Monday again? Oh come on give me a brake. Well, I must face the facts my friends...my camera is sick. I will have to let it go for 2-4 weeks to be "repaired". I have no idea whats going on besides auto focus well...won't.
I have a cool pix ...guess that will have to do *sigh.
Tomorrow Kruse will go get his stitches removed while I set on him. Poor lil guy. On the up side that will be the end of that. Should be fun with 3 others jumping around well 2 anyway. Now, I LOVE my kids of course and am happy to be able to care for them. I try very hard never to complain , because they didn't ask to be here.
I just have to say it's not easy. I don't know why but lately I have caught a little flack, for "needing" Adam's help. I have to say I do well for having no sitters, no extra "help" , and a night out now thats just comedy. If you think it's so easy, I beg of you to come try it out.

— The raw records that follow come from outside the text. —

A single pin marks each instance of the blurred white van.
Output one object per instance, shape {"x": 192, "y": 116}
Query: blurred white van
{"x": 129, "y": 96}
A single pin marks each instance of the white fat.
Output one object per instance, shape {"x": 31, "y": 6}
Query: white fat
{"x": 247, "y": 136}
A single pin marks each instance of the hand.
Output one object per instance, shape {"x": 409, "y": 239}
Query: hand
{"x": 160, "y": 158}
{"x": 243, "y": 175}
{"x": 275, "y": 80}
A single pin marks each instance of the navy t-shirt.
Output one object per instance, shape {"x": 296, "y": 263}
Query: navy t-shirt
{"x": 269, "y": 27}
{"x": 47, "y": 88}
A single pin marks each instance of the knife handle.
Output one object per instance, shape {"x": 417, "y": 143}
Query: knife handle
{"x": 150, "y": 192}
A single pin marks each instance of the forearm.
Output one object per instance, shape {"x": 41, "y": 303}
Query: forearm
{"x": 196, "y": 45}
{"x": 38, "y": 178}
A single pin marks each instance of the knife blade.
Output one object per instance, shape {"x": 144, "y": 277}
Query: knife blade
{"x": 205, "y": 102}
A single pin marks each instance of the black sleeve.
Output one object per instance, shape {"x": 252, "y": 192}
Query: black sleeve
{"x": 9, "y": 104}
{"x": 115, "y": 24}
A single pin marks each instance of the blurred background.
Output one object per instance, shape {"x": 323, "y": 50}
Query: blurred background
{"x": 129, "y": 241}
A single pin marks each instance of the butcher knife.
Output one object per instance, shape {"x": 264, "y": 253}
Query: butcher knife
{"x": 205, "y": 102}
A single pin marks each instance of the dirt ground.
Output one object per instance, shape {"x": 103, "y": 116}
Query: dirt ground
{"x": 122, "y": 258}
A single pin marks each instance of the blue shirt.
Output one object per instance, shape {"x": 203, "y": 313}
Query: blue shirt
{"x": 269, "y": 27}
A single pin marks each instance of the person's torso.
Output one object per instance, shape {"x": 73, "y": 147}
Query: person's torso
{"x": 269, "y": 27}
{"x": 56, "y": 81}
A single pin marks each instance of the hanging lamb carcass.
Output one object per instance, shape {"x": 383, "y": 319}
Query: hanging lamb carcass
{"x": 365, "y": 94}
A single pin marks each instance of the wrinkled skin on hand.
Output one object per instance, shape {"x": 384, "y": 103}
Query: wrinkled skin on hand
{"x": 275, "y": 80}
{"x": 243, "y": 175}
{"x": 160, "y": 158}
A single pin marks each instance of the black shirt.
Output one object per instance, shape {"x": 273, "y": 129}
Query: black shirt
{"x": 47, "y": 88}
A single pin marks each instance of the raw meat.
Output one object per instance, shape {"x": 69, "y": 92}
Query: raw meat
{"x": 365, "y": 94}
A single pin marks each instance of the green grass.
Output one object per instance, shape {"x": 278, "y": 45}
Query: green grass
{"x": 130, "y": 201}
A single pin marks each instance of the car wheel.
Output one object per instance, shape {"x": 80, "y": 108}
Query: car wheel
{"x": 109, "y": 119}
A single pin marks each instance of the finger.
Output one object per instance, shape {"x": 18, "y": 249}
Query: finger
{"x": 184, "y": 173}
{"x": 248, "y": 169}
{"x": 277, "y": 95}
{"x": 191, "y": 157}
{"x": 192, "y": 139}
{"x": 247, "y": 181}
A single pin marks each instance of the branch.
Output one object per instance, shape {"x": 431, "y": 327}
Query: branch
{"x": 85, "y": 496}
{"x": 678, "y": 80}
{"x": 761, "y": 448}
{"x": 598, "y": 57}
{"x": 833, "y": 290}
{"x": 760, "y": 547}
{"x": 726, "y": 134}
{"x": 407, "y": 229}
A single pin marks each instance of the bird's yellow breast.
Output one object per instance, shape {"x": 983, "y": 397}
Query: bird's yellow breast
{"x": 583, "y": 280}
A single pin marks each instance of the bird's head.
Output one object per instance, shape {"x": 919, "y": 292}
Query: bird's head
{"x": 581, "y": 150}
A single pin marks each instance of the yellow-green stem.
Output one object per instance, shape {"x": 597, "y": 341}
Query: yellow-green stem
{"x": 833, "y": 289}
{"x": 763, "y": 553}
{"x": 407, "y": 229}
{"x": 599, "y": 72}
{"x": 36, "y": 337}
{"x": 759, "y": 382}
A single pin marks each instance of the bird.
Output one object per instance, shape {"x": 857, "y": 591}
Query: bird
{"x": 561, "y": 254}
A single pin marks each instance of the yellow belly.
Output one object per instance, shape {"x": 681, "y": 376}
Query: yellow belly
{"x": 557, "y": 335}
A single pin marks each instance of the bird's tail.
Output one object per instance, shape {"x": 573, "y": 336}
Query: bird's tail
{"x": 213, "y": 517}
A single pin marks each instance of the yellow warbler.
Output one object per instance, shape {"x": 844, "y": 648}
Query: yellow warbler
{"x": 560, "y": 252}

The rain is bringing me down man! I need to get out in the yard. I need to work on my plants and other projects I have lined up for this summer. I need badly to work on sewing more, new products, marketing, ect.
There is so much info out there, I would like so very much to go back to school. I am sad , because I know that can't happen right now. Ahhh, as the old saying goes , I've made my bed and I must lay in it. (this is not my actual thoughts on the matter) To make money to go back to school , to learn to build a career, so that i can support my family, (and actually feel like I matter in this life) of course , I must have money to begin with. I can't actually say what I want to do for a living, not because I fear others opinion, but for lack of caring if any one supports it or not. One of the toughest lessons to learn is , not giving your enemies a stage to dance on.
I've been blessed with my own set of wheels. There for I have made trips to the park and library this week. We have had tons of fun. My kids are so very well behaved while with me. How could this be? Perhaps .... I'm not the pushover parent hmmmm...
I am just looking to the future and thinking of the possibilities. I hate the feeling life is passing me by. After all, who doesn't? You only get one chance.